Kirill Ivanov-Smolensky
- Country (sports): Russia
- Born: 19 January 1981 (age 45) Moscow, Soviet Union
- Turned pro: 1998
- Plays: Right-handed
- Prize money: $98,959

Singles
- Career record: 0–5
- Career titles: 0
- Highest ranking: No. 278 (17 Jan 2005)

Doubles
- Career record: 2–6
- Career titles: 0
- Highest ranking: No. 224 (24 Jun 2002)

= Kirill Ivanov-Smolensky =

Russian tennis player

Kirill Ivanov-Smolensky (born 19 February 1981) is a former professional tennis player from Russia.

==Career==
Ivanov-Smolensky was a boys' singles semi-finalist in the 1998 Wimbledon Championships. He also made the semi-finals in the boys' doubles, with Slovakian Frantisek Babej, which matched his efforts from Wimbledon the previous year, when he partnered Adrian Barnes to the semi-finals. During his junior career he played a doubles tournament with Roger Federer, held at the Bollettieri Sports Academy in 1997.

In 1998, Ivanov-Smolensky represented Russia in their Davis Cup World Group win over Japan in Osaka. He played one match, a dead rubber against Takao Suzuki, which he lost in straight sets.

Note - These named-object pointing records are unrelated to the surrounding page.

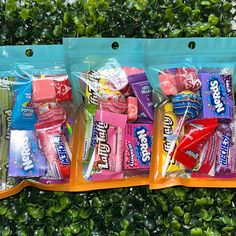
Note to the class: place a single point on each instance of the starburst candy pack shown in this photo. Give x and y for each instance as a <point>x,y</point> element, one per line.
<point>115,124</point>
<point>36,119</point>
<point>194,141</point>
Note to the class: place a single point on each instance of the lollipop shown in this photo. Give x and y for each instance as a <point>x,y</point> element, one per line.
<point>186,105</point>
<point>113,102</point>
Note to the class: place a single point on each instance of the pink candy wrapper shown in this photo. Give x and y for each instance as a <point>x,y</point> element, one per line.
<point>173,81</point>
<point>138,146</point>
<point>225,163</point>
<point>109,131</point>
<point>55,148</point>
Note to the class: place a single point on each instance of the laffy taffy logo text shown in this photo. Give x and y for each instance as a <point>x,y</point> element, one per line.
<point>26,154</point>
<point>61,150</point>
<point>103,148</point>
<point>144,144</point>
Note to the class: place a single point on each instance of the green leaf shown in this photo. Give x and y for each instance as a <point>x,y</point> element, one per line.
<point>6,231</point>
<point>84,213</point>
<point>196,232</point>
<point>24,14</point>
<point>75,228</point>
<point>3,209</point>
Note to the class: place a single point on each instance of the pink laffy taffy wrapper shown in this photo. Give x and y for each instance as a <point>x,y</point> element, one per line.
<point>108,154</point>
<point>112,102</point>
<point>173,81</point>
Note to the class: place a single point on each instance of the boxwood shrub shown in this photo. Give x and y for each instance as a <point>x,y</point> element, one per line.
<point>126,211</point>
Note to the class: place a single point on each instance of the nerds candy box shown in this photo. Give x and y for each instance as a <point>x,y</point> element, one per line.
<point>217,96</point>
<point>138,146</point>
<point>25,157</point>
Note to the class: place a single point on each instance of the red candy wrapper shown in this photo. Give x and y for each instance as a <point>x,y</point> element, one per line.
<point>197,133</point>
<point>63,88</point>
<point>208,156</point>
<point>225,163</point>
<point>55,149</point>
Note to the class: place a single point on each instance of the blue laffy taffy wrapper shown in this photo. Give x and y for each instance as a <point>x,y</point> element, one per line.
<point>187,103</point>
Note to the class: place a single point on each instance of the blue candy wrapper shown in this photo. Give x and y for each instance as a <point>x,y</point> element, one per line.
<point>23,114</point>
<point>25,158</point>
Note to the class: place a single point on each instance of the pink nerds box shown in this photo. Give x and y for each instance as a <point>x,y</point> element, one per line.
<point>138,146</point>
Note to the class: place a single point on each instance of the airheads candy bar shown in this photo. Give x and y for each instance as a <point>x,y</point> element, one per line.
<point>109,147</point>
<point>225,163</point>
<point>196,134</point>
<point>169,125</point>
<point>25,157</point>
<point>23,114</point>
<point>138,146</point>
<point>55,149</point>
<point>175,80</point>
<point>217,96</point>
<point>142,90</point>
<point>207,160</point>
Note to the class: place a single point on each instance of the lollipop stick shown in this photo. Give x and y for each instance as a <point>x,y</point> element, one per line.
<point>172,144</point>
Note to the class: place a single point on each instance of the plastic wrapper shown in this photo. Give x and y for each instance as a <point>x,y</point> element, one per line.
<point>36,119</point>
<point>195,139</point>
<point>116,120</point>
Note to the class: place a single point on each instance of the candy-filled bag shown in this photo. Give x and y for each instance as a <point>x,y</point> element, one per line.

On the ATP Tour, he appeared in the main singles draw of four tournaments, the 1998 St. Petersburg Open, 1999 Heineken Trophy, 2002 President's Cup and 2002 Ordina Open. At each of those events he was beaten in the opening round, by four different Germans. He did, however, make two doubles quarter-finals: at Tashkent in 1998 (with Dmitri Tomashevich), and Chennai in 2000 (with Orlin Stanoytchev).